Department of Computer Science and Artificial Intelligence, University of Granada, Granada, Spain

Correspondence should be addressed to Joaquín Abellán; se.rgu.iasced@nallebaj

Received 9 June 2017; Revised 10 October 2017; Accepted 2 November 2017; Published 3 December 2017

Academic Editor: Roberto Natella

Copyright © 2017 Joaquín Abellán et al. This is an open access article distributed under the Creative Commons Attribution License, which permits unrestricted use, distribution, and reproduction in any medium, provided the original work is properly cited.

Abstract

The knowledge extraction from data with noise or outliers is a complex problem in the data mining area.
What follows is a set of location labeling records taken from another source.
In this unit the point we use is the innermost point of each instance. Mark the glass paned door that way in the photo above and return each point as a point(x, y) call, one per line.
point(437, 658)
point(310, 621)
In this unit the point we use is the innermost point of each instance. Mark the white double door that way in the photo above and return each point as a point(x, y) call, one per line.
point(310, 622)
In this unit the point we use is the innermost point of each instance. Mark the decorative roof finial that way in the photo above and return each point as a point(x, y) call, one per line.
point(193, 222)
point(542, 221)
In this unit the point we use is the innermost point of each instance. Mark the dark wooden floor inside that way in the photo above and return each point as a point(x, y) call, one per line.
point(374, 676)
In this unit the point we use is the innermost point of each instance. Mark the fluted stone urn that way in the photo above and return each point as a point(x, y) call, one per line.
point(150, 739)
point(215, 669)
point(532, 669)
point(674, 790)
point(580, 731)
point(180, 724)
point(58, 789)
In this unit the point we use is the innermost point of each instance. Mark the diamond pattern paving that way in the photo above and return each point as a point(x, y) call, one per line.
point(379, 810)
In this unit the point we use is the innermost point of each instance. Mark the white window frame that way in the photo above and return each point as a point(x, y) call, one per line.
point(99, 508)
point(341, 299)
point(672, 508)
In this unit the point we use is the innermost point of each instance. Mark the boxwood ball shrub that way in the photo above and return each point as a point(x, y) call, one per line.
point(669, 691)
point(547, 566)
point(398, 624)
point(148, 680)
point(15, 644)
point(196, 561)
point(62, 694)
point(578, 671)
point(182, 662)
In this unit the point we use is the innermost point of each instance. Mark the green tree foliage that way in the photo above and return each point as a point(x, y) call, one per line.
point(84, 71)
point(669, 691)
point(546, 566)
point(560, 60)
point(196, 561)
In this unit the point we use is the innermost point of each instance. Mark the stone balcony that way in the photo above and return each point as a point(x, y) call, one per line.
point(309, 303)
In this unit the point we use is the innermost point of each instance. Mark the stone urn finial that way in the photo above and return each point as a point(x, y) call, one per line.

Normally, it is not easy to eliminate those problematic instances. To obtain information from this type of data, robust classifiers are the best option to use. One of them is the application of bagging scheme on weak single classifiers. The Credal C4.5 (CC4.5) model is a new classification tree procedure based on the classical C4.5 algorithm and imprecise probabilities. It represents a type of the so-called credal trees. It has been proven that CC4.5 is more robust to noise than C4.5 method and even than other previous credal tree models. In this paper, the performance of the CC4.5 model in bagging schemes on noisy domains is shown. An experimental study on data sets with added noise is carried out in order to compare results where bagging schemes are applied on credal trees and C4.5 procedure. As a benchmark point, the known Random Forest (RF) classification method is also used. It will be shown that the bagging ensemble using pruned credal trees outperforms the successful bagging C4.5 and RF when data sets with medium-to-high noise level are classified.